I laughed at him. "You're ridiculous."

"I am a possessive Alpha. Yes."

He told me Julian was in Council custody — they couldn't prove he had ordered Nora's bleeding, only that he'd known, so his Counselor credentials were revoked and his case was ongoing. He kept asking to see me. To apologize.

"I won't see him yet," I said. "For Mother's sake I'll respect the verdict. That's all I owe him."

Ryder nodded. He turned me by the shoulders. The snow caught in his ash-blond hair. "Elara. Marry me."

"We only —"

"Elara Ashford." My full name, clean, like a command.

"Yes."

That night I dreamed of Nora one last time.
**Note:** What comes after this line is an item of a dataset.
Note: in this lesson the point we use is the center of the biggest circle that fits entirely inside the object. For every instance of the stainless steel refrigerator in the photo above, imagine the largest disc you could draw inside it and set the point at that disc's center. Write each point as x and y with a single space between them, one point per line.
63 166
She was holding the hands of several smaller pups — the ones I had never carried to term — and leading them toward a pale, warm light. She turned back at the edge. "Mama. Be happy. Alright?"

"I'll be happy, baby."

"Promise me."

"I promise."

She smiled. Then the light took them. I woke crying. Ryder was already awake, one arm around me, steady.

"I'm alright," I whispered.

"I know. I know, love."

I pressed my forehead to his shoulder. Outside, over Redwood Territory, the first light of morning was starting to break across the bay.

A new Pack. A new Mate. A promise made to a daughter I would never stop loving. I would keep it.